Medical billing is a detail-oriented profession. People who are not meticulous about details are ill-equipped to work as medical billers. Accuracy is the most important part of medical bill preparation.
Getting billings right helps medical practices get paid on time. Errors cause billings to be rejected. Fixing mistakes takes time and delays payments. Too many errors can raise a suspicion of fraud or create a reputation for incompetence.
Here are the most common errors that medical billing experts see in medical billings. We also share our thoughts about how those errors can be prevented.
Record and Billing Mismatch
Billing one patient for services delivered to a different patient is a surprisingly common mistake. The error can be caused by the confusion of similar names or similar patient identification numbers.
Double checking is part of the meticulous nature that billing professionals should cultivate. Making sure the patient’s name and identification number in the medical records matches the name and number of the patient who is billed will save the biller from preparing a new bill when an insurer or patient complains about being billed for services that were never provided.
Data Entry Errors
Mistyping a patient’s identification number, date of birth, or CPT codes will frequently cause an insurer to reject a bill.
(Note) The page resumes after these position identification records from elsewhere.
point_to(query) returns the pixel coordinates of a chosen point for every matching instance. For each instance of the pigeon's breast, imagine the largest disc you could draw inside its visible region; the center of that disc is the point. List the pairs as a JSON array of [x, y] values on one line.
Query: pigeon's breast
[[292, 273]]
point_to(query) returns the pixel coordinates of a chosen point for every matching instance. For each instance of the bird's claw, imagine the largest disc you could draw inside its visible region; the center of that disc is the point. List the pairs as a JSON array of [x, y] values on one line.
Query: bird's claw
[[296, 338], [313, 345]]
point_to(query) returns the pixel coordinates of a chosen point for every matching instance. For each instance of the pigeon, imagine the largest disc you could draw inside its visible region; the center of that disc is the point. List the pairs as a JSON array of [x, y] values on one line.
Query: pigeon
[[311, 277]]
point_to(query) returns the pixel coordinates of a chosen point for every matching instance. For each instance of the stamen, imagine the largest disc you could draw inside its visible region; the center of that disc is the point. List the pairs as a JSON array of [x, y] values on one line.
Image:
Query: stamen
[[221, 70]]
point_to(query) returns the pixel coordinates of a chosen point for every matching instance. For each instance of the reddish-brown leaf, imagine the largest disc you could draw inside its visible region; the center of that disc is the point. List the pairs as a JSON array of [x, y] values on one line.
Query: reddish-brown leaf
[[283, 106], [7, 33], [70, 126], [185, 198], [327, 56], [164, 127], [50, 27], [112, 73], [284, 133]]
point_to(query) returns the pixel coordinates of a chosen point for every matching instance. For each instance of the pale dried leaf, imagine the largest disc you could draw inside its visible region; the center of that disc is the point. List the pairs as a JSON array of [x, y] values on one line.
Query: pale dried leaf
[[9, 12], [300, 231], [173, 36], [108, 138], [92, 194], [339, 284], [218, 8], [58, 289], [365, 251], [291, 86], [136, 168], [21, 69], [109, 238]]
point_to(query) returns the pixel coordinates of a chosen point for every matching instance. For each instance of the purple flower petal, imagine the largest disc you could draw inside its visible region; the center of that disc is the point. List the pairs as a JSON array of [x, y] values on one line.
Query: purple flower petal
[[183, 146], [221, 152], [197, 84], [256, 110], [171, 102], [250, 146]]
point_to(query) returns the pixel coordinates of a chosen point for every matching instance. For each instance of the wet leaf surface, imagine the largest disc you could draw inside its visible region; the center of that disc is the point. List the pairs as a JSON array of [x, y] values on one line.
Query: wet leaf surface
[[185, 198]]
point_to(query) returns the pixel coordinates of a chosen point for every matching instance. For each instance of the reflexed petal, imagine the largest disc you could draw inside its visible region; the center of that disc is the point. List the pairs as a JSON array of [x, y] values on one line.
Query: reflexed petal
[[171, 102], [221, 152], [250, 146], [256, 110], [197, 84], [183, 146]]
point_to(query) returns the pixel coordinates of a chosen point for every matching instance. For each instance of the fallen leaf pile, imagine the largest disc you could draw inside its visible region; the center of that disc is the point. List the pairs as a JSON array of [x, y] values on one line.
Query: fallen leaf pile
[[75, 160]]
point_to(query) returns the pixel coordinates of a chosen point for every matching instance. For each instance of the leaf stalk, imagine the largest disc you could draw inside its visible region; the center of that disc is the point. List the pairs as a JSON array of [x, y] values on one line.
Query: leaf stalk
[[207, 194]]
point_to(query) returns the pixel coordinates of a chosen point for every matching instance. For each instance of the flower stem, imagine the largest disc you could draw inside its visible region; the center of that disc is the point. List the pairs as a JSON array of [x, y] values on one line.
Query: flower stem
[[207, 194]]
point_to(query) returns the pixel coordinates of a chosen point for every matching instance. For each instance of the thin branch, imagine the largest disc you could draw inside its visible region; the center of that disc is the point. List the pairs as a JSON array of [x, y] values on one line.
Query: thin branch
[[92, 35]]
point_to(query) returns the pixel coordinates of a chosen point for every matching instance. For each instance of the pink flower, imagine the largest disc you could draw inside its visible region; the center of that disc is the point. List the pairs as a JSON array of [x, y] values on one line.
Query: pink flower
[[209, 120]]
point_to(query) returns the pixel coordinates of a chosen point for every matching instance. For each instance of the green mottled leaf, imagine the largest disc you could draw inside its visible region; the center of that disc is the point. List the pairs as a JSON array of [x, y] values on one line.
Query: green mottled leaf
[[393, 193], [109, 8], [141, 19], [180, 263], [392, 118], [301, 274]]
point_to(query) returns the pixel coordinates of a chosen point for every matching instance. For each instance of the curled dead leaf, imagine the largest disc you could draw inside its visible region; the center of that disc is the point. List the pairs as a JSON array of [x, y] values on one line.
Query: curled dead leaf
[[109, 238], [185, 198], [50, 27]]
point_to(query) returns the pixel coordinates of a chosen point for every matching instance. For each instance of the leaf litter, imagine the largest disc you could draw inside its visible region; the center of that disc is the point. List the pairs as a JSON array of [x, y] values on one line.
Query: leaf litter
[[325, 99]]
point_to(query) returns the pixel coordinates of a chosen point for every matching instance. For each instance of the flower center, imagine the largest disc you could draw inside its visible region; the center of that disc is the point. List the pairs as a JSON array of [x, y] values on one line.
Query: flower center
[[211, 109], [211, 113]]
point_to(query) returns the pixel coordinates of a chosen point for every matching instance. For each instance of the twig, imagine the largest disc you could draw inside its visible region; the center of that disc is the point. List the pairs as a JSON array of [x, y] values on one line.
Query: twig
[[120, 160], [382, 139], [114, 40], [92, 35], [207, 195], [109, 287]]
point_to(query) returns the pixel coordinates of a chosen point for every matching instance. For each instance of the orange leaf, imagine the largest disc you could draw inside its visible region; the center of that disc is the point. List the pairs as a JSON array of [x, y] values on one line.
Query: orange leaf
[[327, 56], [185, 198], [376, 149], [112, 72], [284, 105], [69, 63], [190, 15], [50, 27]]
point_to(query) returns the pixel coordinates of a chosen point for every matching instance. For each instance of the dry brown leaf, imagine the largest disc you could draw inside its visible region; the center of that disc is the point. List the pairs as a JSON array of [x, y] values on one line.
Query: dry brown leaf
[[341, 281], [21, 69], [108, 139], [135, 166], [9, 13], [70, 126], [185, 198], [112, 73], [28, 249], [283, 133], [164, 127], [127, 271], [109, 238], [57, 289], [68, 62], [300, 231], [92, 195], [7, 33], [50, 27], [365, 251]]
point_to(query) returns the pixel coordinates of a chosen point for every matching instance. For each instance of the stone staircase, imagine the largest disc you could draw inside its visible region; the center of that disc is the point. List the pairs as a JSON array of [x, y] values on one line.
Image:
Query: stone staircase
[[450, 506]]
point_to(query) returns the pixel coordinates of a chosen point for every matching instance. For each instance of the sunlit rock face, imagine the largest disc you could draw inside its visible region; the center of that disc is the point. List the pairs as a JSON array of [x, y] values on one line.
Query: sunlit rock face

While it may be possible to correct the error and to resubmit the bill, getting it right the first time depends on proofreading every detail of the billing before it is finalized.
Patients may have multiple insurers. Determining whether a billing should go to the patient’s primary health insurer, to a workers’ compensation insurer, or to an auto accident liability insurer is one of the biller’s first tasks. Submitting a bill to a former insurer after insurance coverage has changed will also cause a billing to be rejected. Spending a few minutes verifying the insurance company that should receive the billing will avoid payment delays.
Incorrect CPT Codes
Medical billers are trained to understand Current Procedural Terminology (CPT) codes. Selecting the correct CPT code is one of a biller’s most important — and most difficult — tasks.
Describing medical services and procedures in words creates room for ambiguity. The same service might be described in different ways, while different services might be described in similar ways. Five-digit CPT codes provide a standardized way of describing each procedure or service that a health care provider might render, making it possible for an insurer to understand what services or procedures are being billed without risking a misinterpretation of written descriptions.
The Centers for Medicare & Medicaid Services, which oversees the Medicare and Medicaid programs, incorporated CPT codes into its own system, the Healthcare Common Procedure Coding System (HCPCS). Billings to Medicare or Medicaid may be rejected when a biller errs in assigning a CPT code. When the bill is paid but the error is discovered during a billing audit, the provider may be required to refund fees that the government paid to the provider.
The American Medical Association (AMA) first developed CPT codes in 1966. The AMA has revised and expanded the coding system on several occasions. The codes are changed and updated regularly. New codes are added as the medical profession adopts new procedures and technologies. Keeping abreast of changes is the key to avoiding mistakes in assigning a CPT code.
While each medical procedure has a unique CPT code, there are times when multiple procedures are performed at the same time. Rather than billing each procedure separately (a mistake known as “unbundling”), billers must determine whether a CPT code has been assigned to a group of services provided at the same time. If so, the biller should use that code rather than billing each procedure separately.
Unbundling may result in more revenue for the provider, but the reality is that multiple procedures performed during the same visit often take less time than multiple procedures performed during multiple visits. Using the correct CPT code to avoid unbundling assures that patients are not overbilled.
When a group of procedures takes longer than usual to perform, billers should use code modifiers to indicate the extended time rather than unbundling the charges. Learning how to use code modifiers, like learning how to use CPT codes, requires continuing education and training throughout a medical biller’s professional career. Staying current is essential to the avoidance of billing errors.
Improper Code Linkage
In addition to CPT codes, medical billers must use and understand diagnostic codes. A diagnostic code, based on the International Classification of Diseases (ICD), is assigned to each diagnosis of a disease or health condition that is documented in medical records.
Assigning the correct diagnostic code helps insurers understand why treatment was provided. An incorrect diagnostic code may create a disconnect between the billed procedure (as described by a CPT code) and the diagnosis. When a CPT code does not describe a procedure or service that would be a reasonable treatment for the diagnosed condition, the insurer will reject the bill. Payment will be delayed until the erroneous diagnostic code is corrected.
Errors in linking diagnostic codes and CPT codes are avoided by mastering both sets of codes. In addition, double checking every assigned code before the bill is submitted for payment will catch errors that could result in the bill being rejected.
Billing twice for the same service or procedure is an obvious error. The error may result in overpayment of billings. When insurers catch the error in an audit, the medical practice will need to refund the extra payment. Medical practices may face liability if Medicare or an insurer suspects that the overbilling was deliberate.
Duplicate billing usually occurs because different people who handle billing for a provider input billing information for the same patient at different times. Assigning one biller to do all billing for the same patient is a way to eliminate errors. Alternatively, billers should review all previous billing entries to determine whether the same procedure or service has already been billed.